# Examples and exercises for Lecture Adversarial Regularization Regimes for Classification Tasks

In [1]:
import os
from pathlib import Path

import pandas as pd
from sklearn.linear_model import LogisticRegression, LogisticRegressionCV
import numpy as np

from risk_learning.arr import (
    convert_to_categorical,
    make_feature_combination_array,
    make_feature_combination_score_array,
    make_trend_reports, 
    make_data_trend_reports
)

## Example Simpson's Paradox Data

In [2]:
datadir = Path(os.getcwd()) / 'data'
data_path = datadir / 'adversarial-default-for-x-validation.csv'

df = pd.read_csv(data_path)
df

Unnamed: 0,default,gender,occupation
0,0,0,1
1,1,0,0
2,1,1,1
3,0,0,0
4,0,1,1
...,...,...,...
595,0,0,0
596,0,0,1
597,1,0,0
598,1,0,0


In [3]:
label_mapping_values = dict(gender=[0, 1], occupation=[0, 1])
data_categories = label_mapping_values.copy()
data_categories['default'] = [0, 1]
df = convert_to_categorical(df, data_categories)
df.head(10)

Unnamed: 0,default,gender,occupation
0,0,0,1
1,1,0,0
2,1,1,1
3,0,0,0
4,0,1,1
5,1,0,0
6,0,0,0
7,1,0,0
8,0,0,0
9,1,0,0


## Exercise: Simpson or not?

Difficulty: (*)

Prove that this dataset exhibites Simpson's paradox.

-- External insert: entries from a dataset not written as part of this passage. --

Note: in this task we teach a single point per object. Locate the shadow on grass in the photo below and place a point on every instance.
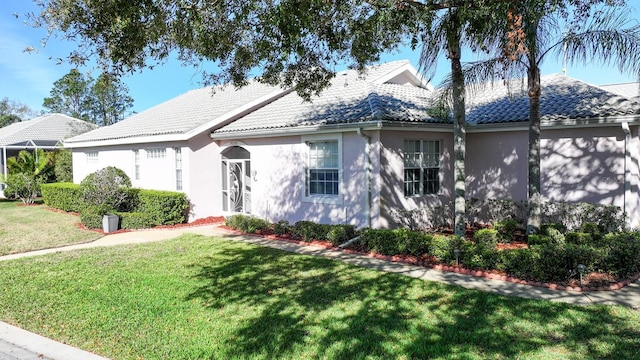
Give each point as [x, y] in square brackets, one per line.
[333, 310]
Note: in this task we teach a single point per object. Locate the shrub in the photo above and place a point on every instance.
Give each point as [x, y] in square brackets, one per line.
[135, 220]
[22, 186]
[381, 241]
[91, 216]
[308, 230]
[544, 228]
[164, 207]
[535, 239]
[282, 227]
[506, 229]
[63, 196]
[486, 237]
[579, 238]
[105, 187]
[339, 234]
[247, 224]
[417, 243]
[621, 254]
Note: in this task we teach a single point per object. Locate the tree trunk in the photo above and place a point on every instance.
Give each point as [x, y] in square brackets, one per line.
[459, 131]
[535, 200]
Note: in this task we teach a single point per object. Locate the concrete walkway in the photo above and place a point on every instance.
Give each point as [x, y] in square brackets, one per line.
[18, 344]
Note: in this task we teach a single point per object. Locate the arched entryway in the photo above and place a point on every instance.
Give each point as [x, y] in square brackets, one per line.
[236, 180]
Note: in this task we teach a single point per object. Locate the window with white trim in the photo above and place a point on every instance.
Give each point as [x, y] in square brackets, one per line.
[421, 167]
[323, 171]
[178, 164]
[92, 157]
[156, 153]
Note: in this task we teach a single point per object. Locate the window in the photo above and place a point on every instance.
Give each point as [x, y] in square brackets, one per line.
[92, 157]
[156, 153]
[323, 170]
[421, 167]
[178, 153]
[136, 160]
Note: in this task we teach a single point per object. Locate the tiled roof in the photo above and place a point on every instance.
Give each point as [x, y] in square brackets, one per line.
[628, 90]
[181, 114]
[51, 128]
[562, 98]
[349, 100]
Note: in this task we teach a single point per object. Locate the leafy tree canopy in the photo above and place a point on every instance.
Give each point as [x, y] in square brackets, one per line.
[103, 101]
[12, 111]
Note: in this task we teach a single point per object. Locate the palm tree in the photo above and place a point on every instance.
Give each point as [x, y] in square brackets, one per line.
[36, 163]
[531, 32]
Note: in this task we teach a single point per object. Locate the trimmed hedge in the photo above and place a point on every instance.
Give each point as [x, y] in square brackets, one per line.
[164, 207]
[134, 220]
[63, 196]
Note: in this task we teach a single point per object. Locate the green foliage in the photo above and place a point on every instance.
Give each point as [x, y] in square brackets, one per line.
[24, 186]
[247, 224]
[308, 230]
[164, 207]
[62, 166]
[91, 217]
[63, 196]
[579, 238]
[282, 227]
[339, 234]
[536, 239]
[135, 220]
[506, 230]
[105, 187]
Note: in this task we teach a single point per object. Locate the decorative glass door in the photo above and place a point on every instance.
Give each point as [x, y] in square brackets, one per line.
[236, 182]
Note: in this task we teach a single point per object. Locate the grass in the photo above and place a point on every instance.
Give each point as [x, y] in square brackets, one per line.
[198, 297]
[26, 228]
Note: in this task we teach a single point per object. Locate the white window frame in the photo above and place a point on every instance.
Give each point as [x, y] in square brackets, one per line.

## Exercises: non-trivial regularization regime

* Which optimizer ("solver") for logistic regression seems best suited for the above dataset? https://scikit-learn.org/stable/modules/generated/sklearn.linear_model.LogisticRegression.html. Difficulty (*)
* Calculate the "true" trends for female default for each occupation subgroup. Note that in sklearn, the inverse regularization parameter is  used, $C$, so to approximate the usual $c=0$, set $C$ to a large value. Difficulty (**)
* Show that this dataset is adversarial for logistic regression for inverse regularization parameter $C=0.05$. Difficulty: (**)
* Show that this dataset is still adversarial for k-fold cross-validated logistic regression if $k=5$, the default setting.